[24] Jalan yang Terhenti

27.3K 3.3K 76
                                    

Dylan tidak pernah ragu ketika mengerjakan soal matematika tingkat tinggi. Bahkan ujian bahasa asing di sekolah pun bisa diselesaikannya dengan mudah. Namun, kali ini, hanya dengan melihat tulisan "Formulir Rencana Pendidikan dan Karier" yang tercetak tebal di bagian atas, Dylan sudah beberapa kali menghela napas. Di SMA Pramulia, semua murid harus sudah bisa menentukan rencana pendidikan lanjutannya saat kelas 11. Ini dimaksudkan agar guru-guru bisa mengarahkan dan memberi tips lebih dalam untuk mereka.

Kalau formulir ini diberikan satu minggu yang lalu, Dylan mungkin sudah mengisi seluruh kolom tanpa ragu. Ia akan memilih Australia sebagai negara tujuan pendidikan lanjutannya, serta menuliskan nama University of Sydney jurusan Bisnis di kolom "universitas dan jurusan". Rencana itu sudah disusun sejak lama oleh Papa. Ia berharap, Dylan akan mendapat perhatian lebih karena Kakek juga merupakan lulusan terbaik universitas tersebut.

Namun kali ini, bahkan kata "Australia" tidak muncul di benak Dylan. Pikirannya masih mengawang, dan jiwanya pun sedang kebingungan. Meja belajar ini terasa lebih dingin dari biasanya. Kesunyian kamar Dylan hanya membuat dirinya makin tidak bisa berpikir.

["Just be yourself, lah."]

Diri sendiri? Gue bahkan nggak tahu gue ini apa.

["You have to be what you wanna be."]

Apa yang gue inginkan?

Dylan mendesah panjang dan melepaskan kacamatanya. Ia pun mendongakkan kepala, menatap langit-langit kamar yang berwarna kelabu. Mata itu hanya fokus pada cahaya lampu di sana, berharap itu bisa membawa pikirannya ke sebuah titik terang. Entah kapan terakhir kali Dylan merasa ragu untuk memilih. Sudah sangat lama sejak Dylan diberi kesempatan untuk memilih jalannya.

Mata Dylan terasa perih karena terlalu lama melihat cahaya lampu. Memijit pangkal hidungnya, Dylan kembali memakai kacamata dan mulai mengambil satu buku latihan soal yang terletak di antara buku-buku tentang pengembangan diri dan bisnis. Mungkin dengan mengerjakan soal, pikiran Dylan akan lebih fokus nanti. Ia melipat kembali formulir tersebut, lalu menyelipkannya di sela buku. Ia bisa mengisinya nanti di sekolah. Lagi pula formulir ini masih boleh dikumpulkan sampai minggu depan.

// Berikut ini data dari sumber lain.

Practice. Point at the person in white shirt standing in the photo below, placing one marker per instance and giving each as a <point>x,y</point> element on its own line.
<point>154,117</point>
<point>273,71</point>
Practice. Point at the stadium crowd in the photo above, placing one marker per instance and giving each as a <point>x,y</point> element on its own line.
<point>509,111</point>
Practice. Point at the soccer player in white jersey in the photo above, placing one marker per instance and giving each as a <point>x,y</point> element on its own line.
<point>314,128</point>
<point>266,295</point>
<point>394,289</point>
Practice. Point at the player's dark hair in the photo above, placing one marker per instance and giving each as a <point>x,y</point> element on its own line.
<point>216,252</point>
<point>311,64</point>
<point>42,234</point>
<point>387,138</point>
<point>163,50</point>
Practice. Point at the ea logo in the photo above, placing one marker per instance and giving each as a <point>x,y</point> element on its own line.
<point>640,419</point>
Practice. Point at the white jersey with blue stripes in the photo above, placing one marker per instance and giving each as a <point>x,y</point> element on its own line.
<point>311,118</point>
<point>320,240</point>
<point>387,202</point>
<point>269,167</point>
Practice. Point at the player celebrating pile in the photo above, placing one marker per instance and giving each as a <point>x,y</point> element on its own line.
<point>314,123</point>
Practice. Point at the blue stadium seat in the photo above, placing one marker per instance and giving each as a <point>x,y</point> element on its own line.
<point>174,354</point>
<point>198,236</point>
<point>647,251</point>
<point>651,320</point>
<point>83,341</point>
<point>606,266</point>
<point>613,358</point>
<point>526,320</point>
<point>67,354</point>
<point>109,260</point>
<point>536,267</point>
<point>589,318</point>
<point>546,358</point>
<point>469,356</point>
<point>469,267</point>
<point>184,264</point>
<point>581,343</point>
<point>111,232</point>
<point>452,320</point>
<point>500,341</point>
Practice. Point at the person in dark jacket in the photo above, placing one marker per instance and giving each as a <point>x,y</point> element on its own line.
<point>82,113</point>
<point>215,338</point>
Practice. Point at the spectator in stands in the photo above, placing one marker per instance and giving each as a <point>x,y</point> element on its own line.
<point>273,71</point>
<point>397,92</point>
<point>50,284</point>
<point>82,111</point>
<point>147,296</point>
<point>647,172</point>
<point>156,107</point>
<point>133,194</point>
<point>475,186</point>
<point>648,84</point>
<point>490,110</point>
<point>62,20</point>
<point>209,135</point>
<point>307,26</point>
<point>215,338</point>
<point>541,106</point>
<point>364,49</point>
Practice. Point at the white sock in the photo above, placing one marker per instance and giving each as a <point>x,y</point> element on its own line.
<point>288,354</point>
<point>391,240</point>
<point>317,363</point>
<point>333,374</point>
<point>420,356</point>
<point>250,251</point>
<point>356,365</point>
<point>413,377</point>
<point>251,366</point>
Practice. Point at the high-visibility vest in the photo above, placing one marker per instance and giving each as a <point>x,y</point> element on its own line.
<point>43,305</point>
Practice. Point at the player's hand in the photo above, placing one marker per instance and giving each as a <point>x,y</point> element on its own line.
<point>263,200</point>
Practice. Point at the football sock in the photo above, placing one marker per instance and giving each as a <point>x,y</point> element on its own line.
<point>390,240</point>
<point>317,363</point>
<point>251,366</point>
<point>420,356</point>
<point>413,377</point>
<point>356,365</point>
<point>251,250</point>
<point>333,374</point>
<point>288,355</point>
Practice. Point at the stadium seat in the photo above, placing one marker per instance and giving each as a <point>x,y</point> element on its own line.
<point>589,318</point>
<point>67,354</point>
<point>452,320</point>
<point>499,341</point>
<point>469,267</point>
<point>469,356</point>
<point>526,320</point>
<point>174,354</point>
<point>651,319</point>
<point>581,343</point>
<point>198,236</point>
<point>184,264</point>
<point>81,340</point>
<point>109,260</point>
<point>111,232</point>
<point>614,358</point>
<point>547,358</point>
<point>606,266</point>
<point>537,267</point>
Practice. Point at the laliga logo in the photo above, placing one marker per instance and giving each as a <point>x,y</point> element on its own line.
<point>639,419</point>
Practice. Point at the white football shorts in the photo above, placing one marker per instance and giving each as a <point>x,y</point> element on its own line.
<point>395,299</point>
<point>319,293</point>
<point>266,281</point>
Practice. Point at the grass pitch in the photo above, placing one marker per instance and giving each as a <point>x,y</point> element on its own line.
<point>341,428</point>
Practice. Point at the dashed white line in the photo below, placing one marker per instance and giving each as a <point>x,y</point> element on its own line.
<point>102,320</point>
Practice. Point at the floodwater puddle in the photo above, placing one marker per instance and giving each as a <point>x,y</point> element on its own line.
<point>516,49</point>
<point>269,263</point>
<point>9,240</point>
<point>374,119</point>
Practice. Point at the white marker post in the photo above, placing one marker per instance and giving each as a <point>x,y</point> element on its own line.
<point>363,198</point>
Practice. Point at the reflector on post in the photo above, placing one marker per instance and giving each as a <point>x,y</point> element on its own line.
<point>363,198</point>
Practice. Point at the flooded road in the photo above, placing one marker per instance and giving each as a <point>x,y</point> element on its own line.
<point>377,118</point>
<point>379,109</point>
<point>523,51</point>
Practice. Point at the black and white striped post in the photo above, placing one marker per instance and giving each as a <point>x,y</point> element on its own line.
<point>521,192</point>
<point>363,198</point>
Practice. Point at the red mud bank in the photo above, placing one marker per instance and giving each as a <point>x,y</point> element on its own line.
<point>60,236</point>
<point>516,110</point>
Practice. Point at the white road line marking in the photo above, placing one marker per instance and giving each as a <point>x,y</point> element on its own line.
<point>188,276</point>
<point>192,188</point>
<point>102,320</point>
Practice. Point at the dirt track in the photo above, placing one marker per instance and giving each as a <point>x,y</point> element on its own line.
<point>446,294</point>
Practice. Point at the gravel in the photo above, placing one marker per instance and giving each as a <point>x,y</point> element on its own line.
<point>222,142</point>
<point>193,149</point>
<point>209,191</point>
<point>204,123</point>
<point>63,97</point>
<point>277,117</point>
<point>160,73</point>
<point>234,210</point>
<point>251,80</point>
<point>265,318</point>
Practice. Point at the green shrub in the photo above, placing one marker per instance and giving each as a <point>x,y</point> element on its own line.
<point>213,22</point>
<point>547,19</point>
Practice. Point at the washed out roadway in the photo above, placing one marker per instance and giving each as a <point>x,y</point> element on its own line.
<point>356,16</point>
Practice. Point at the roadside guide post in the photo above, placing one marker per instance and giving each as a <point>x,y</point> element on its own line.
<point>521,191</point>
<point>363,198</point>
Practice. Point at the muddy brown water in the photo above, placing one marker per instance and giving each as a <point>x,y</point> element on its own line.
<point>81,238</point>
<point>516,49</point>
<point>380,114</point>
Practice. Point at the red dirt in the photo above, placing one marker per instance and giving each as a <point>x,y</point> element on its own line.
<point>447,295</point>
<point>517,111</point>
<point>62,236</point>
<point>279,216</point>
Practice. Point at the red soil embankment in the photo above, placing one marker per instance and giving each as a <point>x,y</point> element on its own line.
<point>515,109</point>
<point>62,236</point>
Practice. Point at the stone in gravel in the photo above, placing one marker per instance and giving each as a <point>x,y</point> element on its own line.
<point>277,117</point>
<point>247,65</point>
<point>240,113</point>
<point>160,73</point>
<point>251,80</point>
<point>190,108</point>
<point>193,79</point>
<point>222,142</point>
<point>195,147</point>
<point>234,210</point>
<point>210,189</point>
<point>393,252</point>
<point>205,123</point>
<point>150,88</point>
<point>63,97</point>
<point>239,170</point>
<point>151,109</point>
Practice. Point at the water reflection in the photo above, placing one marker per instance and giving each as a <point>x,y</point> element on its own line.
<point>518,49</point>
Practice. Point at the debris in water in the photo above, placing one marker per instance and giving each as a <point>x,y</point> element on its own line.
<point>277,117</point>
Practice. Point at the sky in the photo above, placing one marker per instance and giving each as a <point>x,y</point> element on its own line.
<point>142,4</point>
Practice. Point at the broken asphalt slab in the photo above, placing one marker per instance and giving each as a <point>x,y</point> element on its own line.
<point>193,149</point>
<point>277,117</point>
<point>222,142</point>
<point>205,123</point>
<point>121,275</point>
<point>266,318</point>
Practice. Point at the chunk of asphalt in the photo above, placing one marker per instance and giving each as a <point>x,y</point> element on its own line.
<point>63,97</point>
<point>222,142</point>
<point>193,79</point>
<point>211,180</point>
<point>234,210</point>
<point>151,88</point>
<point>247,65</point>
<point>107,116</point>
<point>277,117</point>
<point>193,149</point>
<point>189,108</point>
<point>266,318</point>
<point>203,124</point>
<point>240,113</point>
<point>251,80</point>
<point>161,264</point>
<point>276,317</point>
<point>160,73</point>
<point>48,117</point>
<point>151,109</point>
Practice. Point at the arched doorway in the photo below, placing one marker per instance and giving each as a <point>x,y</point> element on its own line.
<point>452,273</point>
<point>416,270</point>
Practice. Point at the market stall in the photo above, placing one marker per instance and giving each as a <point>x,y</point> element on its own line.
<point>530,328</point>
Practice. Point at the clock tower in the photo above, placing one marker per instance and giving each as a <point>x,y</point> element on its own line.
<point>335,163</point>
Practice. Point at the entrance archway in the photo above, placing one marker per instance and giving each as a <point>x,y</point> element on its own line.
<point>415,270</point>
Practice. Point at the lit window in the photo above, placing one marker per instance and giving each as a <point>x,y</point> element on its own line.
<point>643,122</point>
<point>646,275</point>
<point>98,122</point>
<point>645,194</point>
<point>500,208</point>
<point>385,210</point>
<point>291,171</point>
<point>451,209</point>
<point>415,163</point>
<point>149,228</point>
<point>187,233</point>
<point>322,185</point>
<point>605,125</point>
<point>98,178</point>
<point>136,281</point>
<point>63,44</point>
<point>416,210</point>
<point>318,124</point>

Satu per satu halaman Dylan buka untuk mencari kumpulan soal yang belum diselesaikannya. Dan, tiba-tiba Dylan berhenti membalik halaman. Jarinya bergerak untuk menyentuh goresan pensil mekanik di salah satu pojok halaman soal fisika. Itu adalah sebuah sketsa kepala Gundam yang penuh detail. Sepertinya Dylan tanpa sadar menggambar ini ketika jenuh mengerjakan soal.

Gambar kecil itu mengingatkan Dylan pada sesuatu. Ia pun mengambil kunci dari salah satu kantung tas sekolahnya lalu membuka laci kedua meja belajar yang terkunci. Tidak ada yang tahu kapan Papa akan memasuki kamar ini dan memeriksa seluruh barang milik Dylan. Hanya kunci laci itu yang satu-satunya Dylan sembunyikan.

Ia mencari sebuah buku tipis di antara buku-buku latihan soal yang tebal. Ia sengaja menyelipkan buku itu agar Papa tidak curiga kalau suatu waktu laci ini harus dibuka. Buku itu masih aman pada posisinya. Menariknya keluar, Dylan pun meletakkan buku itu di atas meja belajar.

Sepertinya sudah sangat lama sejak terakhir kali Dylan membuka buku ini. Mungkin ... saat kelas 7? Dari luar, buku ini memang tidak terlihat spesial. Itu hanya buku tipis dengan sampul hitam, tanpa tulisan atau hiasan apapun di sana. Namun, begitu dibuka, Dylan seolah dibawa ke masa lalunya yang penuh warna. Goresan pensilnya begitu nyata—tebal, tipis, teksturnya... Dylan merindukan masa itu.

Buku ini berisi kumpulan gambar hasil tangan Dylan. Dari gambar sederhana, sampai sketsa rumit pernah ia buat. Ya, memang belum bisa dikatakan sempurna, tapi bagi Dylan, buku ini adalah salah satu catatan sejarah hidupnya.